Sainte Ango

Histoires sulfureuses traversant l'esprit d'une sainte, mi-ange, mi-démon

30 octobre 2006

Petites vacances entre amis

On en parlait depuis plus d’un an de ces vacances.Faustine et Karl rêvaient de découvrir notre petit coin de paradis à Alex et moi-même. Un charmant village en bord de mer dans lequel je passais mes vacances depuis toute petite nous ouvrait ses portes pour deux longues semaines de farniente.

Nous étions déjà très proches avant le départ, passant régulièrement des soirées ensemble mais la chaleur, l’ambiance relax des vacances nouèrent des liens encore plus intimes.

Faustine était une belle jeune femme toute en blondeur et en finesse. Ses longues jambes et son charmant postérieur rebondi attiraient l’œil de mon mari, je l’avais remarqué à plusieurs reprises Et je ne pouvais pas lui en vouloir, elle était vraiment attirante.

Son mari, Karl, était un charmant jeune homme brun, large d’épaules. Ses petites lunettes accentuaient son regard rieur. Mais mes yeux avaient la facheuse habitude de se poser sur son bas-ventre, visiblement bien gâté par la nature.

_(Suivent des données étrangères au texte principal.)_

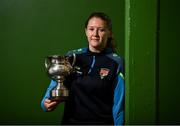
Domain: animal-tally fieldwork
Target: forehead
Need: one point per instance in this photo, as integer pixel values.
(96, 21)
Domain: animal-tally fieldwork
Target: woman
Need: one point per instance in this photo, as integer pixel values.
(97, 87)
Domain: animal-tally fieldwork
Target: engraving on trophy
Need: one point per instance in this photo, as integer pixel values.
(58, 67)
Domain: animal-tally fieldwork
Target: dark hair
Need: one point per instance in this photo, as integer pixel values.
(106, 18)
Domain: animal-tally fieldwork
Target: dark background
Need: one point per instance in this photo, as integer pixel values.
(147, 36)
(29, 31)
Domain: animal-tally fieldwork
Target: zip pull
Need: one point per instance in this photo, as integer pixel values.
(92, 64)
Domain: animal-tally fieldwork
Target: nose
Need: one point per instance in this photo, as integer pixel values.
(95, 32)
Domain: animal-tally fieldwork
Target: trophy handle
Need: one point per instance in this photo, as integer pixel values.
(46, 62)
(74, 59)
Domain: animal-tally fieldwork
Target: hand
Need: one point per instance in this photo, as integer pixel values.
(51, 104)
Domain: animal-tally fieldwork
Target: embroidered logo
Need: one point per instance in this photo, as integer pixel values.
(104, 72)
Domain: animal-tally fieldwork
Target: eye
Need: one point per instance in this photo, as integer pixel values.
(102, 30)
(91, 29)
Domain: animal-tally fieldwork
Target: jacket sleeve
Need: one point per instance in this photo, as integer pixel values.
(47, 94)
(119, 94)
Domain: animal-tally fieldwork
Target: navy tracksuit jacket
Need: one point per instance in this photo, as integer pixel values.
(96, 89)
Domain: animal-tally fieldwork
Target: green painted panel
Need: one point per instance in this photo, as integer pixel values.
(169, 63)
(140, 48)
(29, 31)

J’ai surpris Faustine à appuyer son regard sur Alex et Karl semblait attiré par les rondeurs de ma poitrine…

Les soirées passées sur la plage à discuter de tout, de rien et surtout de choses peu catholiques sont  quasi quotidiennes. Quand l’air se rafraicchit trop sensiblement, nous nous emballons dans de grandes serviettes de plage, serrés les uns contre les autres. Faustine et moi, chacune lovée entre les jambes de nos hommes assis en tailleur. Nous ne sommes  pas toujours sûre que ce soit bien la main de notre mâle qui se promène sur notre jambe…

Ces vacances sont  idylliques. Personne ne se sent  obligé de suivre l’autre la journée, chaque couple est  libre de visiter les environs à sa guise. Ce qui arrive fréquemen tétant donné qu’Alex et moi connaissons déjà la côte.

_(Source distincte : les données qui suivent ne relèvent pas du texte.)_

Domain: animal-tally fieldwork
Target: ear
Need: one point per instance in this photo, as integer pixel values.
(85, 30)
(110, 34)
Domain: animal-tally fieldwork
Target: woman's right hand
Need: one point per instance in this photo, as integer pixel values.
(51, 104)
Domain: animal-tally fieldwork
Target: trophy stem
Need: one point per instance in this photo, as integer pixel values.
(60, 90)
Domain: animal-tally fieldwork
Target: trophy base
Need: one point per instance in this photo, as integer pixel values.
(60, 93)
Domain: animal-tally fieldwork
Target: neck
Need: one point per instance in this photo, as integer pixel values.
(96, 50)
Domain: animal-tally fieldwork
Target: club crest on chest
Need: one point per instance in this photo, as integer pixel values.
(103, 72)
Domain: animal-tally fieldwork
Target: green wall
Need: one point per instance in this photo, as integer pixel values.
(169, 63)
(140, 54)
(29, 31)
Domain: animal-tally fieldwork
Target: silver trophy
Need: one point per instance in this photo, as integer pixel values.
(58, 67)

Ce jeudi nous leur avons proposé tout de même de nous suivre dans un de nos endroits favoris, un torrent en pleine forêt, très rafraichissant pour cette chaude journée de juin. L’air est particulièrment lourd. Arrivés sur place, nous étendons  nos serviettes sur les rochers et nous déshabillons  en hâte pour plonger dans cette eau vivifiante. Comme des enfants, on rit, à s’éclabousser, à faire les andouilles. Rapidement fatigués par nos jeux somme toute puérils, je rejoins les rochers pour me dorer au soleil. Karl me devance et me passe une serviette autour des épaules, en me frottant doucement le dos, son regard glissant dans le mien, coquin. Faustine et Alex nous rejoignent et nous nous faisons bronzer en parlant pendant encore une bonne heure.

Je propose de passer chez un traiteur réputé de la région pour ses plats traditionnels et de se faire une petite soirée tranquille sur la terrasse, à regarder le soleil se coucher sur la mer.

La proposition est acceptée à l’unanimité. Tout le monde en voiture.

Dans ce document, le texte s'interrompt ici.